By Bob Hertzel
For the Times West Virginian
Can West Virginia recapture the basketball magic next year?
That’s the question everyone has as the Mountaineers try to forget a 78-57 debacle against Duke that eliminated them from the NCAA Tournament one game shy of reaching the finals.
It was a dismal performance with a devastating end, senior star Da’Sean Butler injuring his left knee with 8:59 to go in his career.
Originally diagnosed a sprain, further tests in Indianapolis on Sunday showed that Butler tore his ACL, sprained his MCL and suffered a pair of bone bruises.
Surgery will be performed, probably within the next two weeks once the swelling subsides, but the injury is certain to knock Butler out of the first round of the June 24 NBA draft and cost him a lot of bonus money.
As cloudy as is his future is the future of the Mountaineers.
On the surface it would appear that West Virginia would be well armed to defend its first Big East championship, even without Butler and Wellington Smith, but that may all hinge on forward Devin Ebanks’ decision about whether he will leave two years early for the NBA.
In the gloom of the post-game locker room in Indianapolis on Saturday night, he deflected questions about his future.
If he returns and improves as one would expect him to, taking on much of the role that Butler had this year and Joe Alexander the year before him, it would stand to reason he would enhance his draftability and improve the skills that need improving, mainly shooting.
It would also stand to reason that the Mountaineers would go into next season as one of the favorites in the Big East.
Ebanks and Kevin Jones, who showed himself to be a solid scorer, a great offensive rebounder and a wonderful team player, give WVU strength on the wings. With John Flowers back to come off the bench up front, WVU will again be long and athletic.
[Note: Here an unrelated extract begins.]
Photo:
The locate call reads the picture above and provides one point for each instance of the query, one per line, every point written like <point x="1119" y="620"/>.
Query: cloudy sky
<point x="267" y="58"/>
Add Turkish import Deniz Kilicli to the mix with a full year to prepare after missing 20 games this year and you have a team that figures to rebound and score up front.
There was, too, late in the year a broken foot suffered by Truck Bryant, the starting point guard, and Joe Mazzulla needing nearly three months to reach full strength and use of his dominant left arm to reach his top level of play.
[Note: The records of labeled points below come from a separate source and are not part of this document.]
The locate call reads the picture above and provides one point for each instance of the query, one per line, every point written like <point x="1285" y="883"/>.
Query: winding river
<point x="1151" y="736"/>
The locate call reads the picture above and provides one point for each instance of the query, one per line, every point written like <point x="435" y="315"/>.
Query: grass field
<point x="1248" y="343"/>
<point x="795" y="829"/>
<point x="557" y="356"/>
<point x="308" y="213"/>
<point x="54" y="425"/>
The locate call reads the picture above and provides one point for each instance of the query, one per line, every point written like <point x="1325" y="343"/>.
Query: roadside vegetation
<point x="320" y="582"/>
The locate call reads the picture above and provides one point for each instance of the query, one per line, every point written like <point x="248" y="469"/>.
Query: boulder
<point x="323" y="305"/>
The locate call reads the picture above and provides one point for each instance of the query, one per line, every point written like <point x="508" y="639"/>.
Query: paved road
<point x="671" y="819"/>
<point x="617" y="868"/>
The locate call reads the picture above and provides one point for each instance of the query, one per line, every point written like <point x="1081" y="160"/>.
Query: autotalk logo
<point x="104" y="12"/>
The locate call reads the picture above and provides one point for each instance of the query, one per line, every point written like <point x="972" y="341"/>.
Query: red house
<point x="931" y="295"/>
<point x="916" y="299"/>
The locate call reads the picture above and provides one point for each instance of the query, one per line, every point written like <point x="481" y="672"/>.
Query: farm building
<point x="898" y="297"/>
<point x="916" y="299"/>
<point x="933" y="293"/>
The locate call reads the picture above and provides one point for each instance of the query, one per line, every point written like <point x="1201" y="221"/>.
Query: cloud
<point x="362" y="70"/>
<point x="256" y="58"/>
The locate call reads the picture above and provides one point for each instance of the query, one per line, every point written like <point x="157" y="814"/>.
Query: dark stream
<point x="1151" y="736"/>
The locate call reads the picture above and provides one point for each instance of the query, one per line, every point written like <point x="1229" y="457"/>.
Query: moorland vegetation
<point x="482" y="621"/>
“We thought we had a chance in the beginning of the year to be a good basketball team,” Huggins said. “We fought through a lot of things. Deniz sitting for 22 games. I think if Deniz plays the whole year, he's a totally different player. That made it difficult trying to get him involved 'cause he is a guy who can score the ball for us.
“You know, Joe not being able to really play for two-thirds of the year, we put him in games, but he couldn't really play. Then Truck going down. I think through all of it, our guys have done a great job of perservering and working their way through things. They're good guys. They're guys who put the team and the welfare of others before themselves. That's a great character to have.”
It’s also a great character to carry over into next year. With Jones, Ebanks, Flowers, Kilicli, Danny Jennings and Cam Thoroughman back up front and Bryant and Mazzulla at the point, WVU is talented and good.
Add in Casey Mitchell and Jonnie West back for their senior years at shooting guard, either possibly starting, and an improved Dalton Pepper, plus a strong group of recruits and the Mountaineers remain a force in the Big East for the coming season.